L'armée soviétique a pris les quatre îles au cours des derniers jours de la Seconde Guerre mondiale. Après l'effondrement de l'Union soviétique, elles ont été annexées par la Russie.
Selon une déclaration conjointe signée en 1956, l'Union soviétique d'alors a accepté de retourner deux des îles à condition qu'un traité de paix bilatéral soit signé, tandis que le Japon refusait de signer un tel accord, insistant sur la restitution des quatre îles.
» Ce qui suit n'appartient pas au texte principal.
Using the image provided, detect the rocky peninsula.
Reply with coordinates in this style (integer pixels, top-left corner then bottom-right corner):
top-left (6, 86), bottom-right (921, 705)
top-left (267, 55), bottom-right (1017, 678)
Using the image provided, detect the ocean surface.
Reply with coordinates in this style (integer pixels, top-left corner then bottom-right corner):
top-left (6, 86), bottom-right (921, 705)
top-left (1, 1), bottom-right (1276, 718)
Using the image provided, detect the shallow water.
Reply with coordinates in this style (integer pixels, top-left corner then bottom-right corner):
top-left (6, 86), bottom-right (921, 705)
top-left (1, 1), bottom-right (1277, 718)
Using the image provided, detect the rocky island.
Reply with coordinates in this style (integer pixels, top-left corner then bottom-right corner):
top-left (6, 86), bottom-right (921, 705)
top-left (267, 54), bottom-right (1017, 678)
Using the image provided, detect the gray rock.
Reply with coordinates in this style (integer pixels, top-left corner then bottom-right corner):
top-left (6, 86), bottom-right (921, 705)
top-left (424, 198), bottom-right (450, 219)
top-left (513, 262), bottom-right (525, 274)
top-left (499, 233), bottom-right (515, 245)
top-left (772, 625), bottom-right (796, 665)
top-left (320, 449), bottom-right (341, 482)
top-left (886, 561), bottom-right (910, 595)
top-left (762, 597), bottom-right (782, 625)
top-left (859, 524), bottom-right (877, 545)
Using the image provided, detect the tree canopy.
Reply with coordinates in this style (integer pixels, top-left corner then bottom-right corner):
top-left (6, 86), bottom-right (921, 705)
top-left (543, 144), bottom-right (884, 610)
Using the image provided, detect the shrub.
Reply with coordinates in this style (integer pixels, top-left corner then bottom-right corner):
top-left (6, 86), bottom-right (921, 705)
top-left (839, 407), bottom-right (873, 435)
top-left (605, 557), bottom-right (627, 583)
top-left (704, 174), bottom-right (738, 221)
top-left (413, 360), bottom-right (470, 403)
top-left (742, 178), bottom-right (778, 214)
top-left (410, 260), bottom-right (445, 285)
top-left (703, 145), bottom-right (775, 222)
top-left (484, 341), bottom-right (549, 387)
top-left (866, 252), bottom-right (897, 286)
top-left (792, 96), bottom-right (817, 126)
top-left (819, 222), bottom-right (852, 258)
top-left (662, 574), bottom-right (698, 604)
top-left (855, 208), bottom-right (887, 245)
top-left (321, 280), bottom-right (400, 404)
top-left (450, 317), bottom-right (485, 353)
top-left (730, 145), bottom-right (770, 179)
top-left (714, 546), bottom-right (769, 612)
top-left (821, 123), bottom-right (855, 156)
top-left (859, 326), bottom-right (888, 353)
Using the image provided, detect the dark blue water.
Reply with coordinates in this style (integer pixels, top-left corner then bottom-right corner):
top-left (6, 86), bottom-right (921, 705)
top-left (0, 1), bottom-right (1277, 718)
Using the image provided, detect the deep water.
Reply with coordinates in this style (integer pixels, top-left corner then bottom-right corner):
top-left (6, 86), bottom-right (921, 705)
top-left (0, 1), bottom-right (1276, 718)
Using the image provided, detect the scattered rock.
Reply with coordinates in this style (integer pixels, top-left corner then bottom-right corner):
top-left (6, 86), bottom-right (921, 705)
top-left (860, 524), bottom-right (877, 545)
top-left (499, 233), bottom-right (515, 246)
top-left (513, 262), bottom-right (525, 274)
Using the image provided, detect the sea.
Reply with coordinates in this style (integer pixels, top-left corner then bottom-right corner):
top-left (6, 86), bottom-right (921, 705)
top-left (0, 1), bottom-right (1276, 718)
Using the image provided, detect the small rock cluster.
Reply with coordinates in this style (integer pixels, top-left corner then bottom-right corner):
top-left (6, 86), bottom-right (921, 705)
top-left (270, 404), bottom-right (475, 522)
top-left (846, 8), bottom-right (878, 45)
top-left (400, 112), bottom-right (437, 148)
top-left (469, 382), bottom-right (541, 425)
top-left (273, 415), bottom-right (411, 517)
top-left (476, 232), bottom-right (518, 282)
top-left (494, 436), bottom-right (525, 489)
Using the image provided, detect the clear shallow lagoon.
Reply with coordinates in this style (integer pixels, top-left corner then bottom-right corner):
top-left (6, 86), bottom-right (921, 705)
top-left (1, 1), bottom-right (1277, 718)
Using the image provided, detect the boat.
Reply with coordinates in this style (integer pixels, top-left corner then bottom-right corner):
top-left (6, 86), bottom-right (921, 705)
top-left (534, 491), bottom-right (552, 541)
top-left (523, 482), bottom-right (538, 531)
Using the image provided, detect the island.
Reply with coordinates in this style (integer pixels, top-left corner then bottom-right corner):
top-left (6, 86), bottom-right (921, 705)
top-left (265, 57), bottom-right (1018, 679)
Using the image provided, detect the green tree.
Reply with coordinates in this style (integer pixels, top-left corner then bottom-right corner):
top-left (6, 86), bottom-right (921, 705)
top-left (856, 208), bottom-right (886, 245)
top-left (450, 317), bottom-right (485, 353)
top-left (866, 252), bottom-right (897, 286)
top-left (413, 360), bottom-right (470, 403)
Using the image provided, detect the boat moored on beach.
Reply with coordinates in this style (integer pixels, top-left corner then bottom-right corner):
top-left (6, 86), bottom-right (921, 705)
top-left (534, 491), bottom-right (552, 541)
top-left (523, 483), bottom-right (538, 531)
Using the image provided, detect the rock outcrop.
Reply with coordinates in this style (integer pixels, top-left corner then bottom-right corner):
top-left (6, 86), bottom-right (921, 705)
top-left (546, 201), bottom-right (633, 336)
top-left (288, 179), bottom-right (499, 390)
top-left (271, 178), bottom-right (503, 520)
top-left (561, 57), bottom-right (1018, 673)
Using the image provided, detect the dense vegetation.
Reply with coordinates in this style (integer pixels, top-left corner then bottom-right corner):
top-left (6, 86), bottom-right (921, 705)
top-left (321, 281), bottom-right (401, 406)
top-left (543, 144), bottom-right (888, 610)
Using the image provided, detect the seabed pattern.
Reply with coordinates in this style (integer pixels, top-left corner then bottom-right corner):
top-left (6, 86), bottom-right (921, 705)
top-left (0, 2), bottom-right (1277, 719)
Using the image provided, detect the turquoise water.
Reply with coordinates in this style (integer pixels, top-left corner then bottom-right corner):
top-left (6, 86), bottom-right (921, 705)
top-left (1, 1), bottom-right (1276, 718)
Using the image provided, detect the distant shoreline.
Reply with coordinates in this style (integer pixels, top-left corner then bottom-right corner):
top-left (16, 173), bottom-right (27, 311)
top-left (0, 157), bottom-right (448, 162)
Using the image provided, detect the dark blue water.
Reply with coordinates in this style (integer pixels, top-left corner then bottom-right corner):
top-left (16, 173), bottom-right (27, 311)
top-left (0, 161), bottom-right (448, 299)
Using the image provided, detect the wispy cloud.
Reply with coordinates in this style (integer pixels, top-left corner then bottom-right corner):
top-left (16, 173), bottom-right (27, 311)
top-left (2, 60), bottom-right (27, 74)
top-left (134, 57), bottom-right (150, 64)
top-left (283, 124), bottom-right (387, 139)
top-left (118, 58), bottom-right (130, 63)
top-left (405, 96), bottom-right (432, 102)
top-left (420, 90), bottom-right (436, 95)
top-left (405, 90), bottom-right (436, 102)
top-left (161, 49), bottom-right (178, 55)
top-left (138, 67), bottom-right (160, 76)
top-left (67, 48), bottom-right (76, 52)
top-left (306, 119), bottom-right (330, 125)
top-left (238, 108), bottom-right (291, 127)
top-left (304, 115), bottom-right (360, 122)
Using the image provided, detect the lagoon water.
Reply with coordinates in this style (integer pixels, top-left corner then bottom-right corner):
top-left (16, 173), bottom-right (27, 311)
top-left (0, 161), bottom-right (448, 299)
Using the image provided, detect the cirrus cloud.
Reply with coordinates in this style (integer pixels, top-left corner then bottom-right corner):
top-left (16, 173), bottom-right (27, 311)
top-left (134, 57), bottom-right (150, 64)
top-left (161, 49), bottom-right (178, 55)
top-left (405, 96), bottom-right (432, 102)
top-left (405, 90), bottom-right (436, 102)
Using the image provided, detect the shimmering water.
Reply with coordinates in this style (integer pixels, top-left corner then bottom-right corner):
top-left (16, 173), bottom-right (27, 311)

Toutefois, Moscou a récemment durci sa position, exigeant que les pourparlers sur le traité de paix reposent sur la pleine reconnaissance par le Japon de l'issue de la Seconde Guerre mondiale, notamment la souveraineté russe sur toutes les îles disputées.
La semaine dernière, M. Lavrov a affirmé à M. Kono, en visite en Russie, que "la souveraineté (russe) sur ces quatre îles n'était pas sujette à discussion. Elles font partie du territoire russe". Les deux diplomates n'ont pas donné de conférence de presse commune.
"Les parties impliquées dans cette situation difficile sauveront la face et maintiendront une attitude positive. Mais il ne faut pas s'attendre à des progrès significatifs dans le dialogue", a déclaré Kristina Voda, chercheuse à l'Institut de l'économie mondiale et des relations internationales de l'Académie des sciences de Russie.
Selon elle, si Moscou et Tokyo s'en tiennent à leurs positions fondamentales, le problème restera sans issue.
"Les positions sont trop divergentes. Elles sont inscrites dans la législation et enracinées dans la conscience publique des deux pays", a-t-elle indiqué.
Les négociations se trouvent dans une impasse et l'espace pour le compromis est très faible, a estimé Valeri Kistanov, chef du Centre d'études japonaises à l'Institut d'études de l'Extrême-Orient de l'Académie des sciences de Russie.
ENJEUX ECONOMIQUES
A en croire M. Poutine, les échanges commerciaux entre la Russie et le Japon ont augmenté de 18% à près de 20 milliards de dollars pour la période de janvier à novembre 2018.
"Il sera possible, dans les années à venir, d'avoir pour objectif d'augmenter le commerce russo-japonais d'au moins 50%, à 30 milliards de dollars", a prévu M. Poutine lors du point de presse de mardi.
Mme Voda a expliqué que la volonté de la Russie de faire du commerce avec le Japon rapprochait les deux pays malgré leur désaccord.
"La partie russe cherche de nouvelles ressources et investissements en Extrême-Orient. La Russie a besoin des investissements et des technologies du Japon, de la Chine et de la Corée du Sud", a-t-elle précisé.
MM. Poutine et Abe ont également convenu mardi de poursuivre leurs efforts pour organiser des activités économiques conjointes sur les îles disputées dans cinq sphères : l'aquaculture, la culture sous serre, l'énergie éolienne, le tourisme et la transformation des déchets.
Ils ont demandé aux parties et organisations concernées de lancer des activités économiques conjointes dès que possible.
M. Kistanov a toutefois émis des doutes sur l'avenir d'un tel partenariat, d'autant que "tout dépend de la base juridique utilisée".
Les Japonais ne sont pas disposés à agir sur la base de la législation russe, car cela signifierait la reconnaissance indirecte par le Japon de la souveraineté russe sur ces îles, a-t-il expliqué, ajoutant qu'il en allait de même pour les Russes.